First, the trend of reducing the distribution amount to local government has unfortunately been nothing new the last decade. Some contend that the state should not be allowed do this, with the village of Orland Park recently passing a resolution requesting the governor to restore funding back to its original levels. Prior to 2011, the state distributed 10 percent of total amount of income taxes collected to municipalities.

Facing a budget shortfall, then Gov. Pat Quinn’s partial solution was to temporarily raise the flat income tax rate from 3 percent to 5 percent while also reducing the 10 percent distribution to local governments. The income tax rate was again reduced to 3.75 percent in 2015.

Then, in 2017, the distribution again was reduced to the current 6.06 percent for individuals and 6.85 percent for corporations. The state also increased the current flat income tax rate to its current 4.95 percent that year as well.

So what’s going on here? Shouldn’t municipalities be receiving more in local government aid if the state is collecting more in income tax revenue?

The second big issue is the state’s structural deficit, meaning that meaning that the state’s system of taxation (e.g. the flat income tax rate and overreliance of the sales tax on goods, not services) is inadequate to fund services long-term. So when the state raised the income tax, all of the additional revenue was just pocketed by the state to help meet funding demands.
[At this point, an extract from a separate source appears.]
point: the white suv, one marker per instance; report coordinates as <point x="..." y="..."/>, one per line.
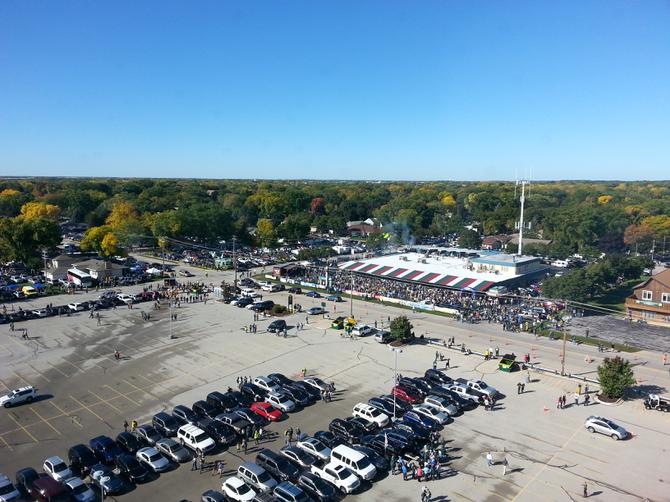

The fair tax was partially meant to help fix this. In its defeat, it’s now no surprise that reducing the LGDF distribution is on the table. Moreover, many of same suburban officials who opposed the fair tax are the very ones who have also been vocal against cutting any sort of funding for their community. How ironic.

Finally, the elephant in the room is that we can probably tie this all back to the pension problem. Rising pension liabilities will continue to eat up more of the state’s general fund and the extra revenue from the fair tax was meant to help alleviate that burden. Total pension liabilities are expected to take up roughly 26 to 27 percent of the general fund moving forward until about 2045.

Add to the fact that the state still needs to meet its pension obligations despite the impact of the pandemic and the reality is some entity, whether or not it’s local government, will certainly feel the effect of painful budget cuts.

This piece was also published in The Des Plaines Valley News.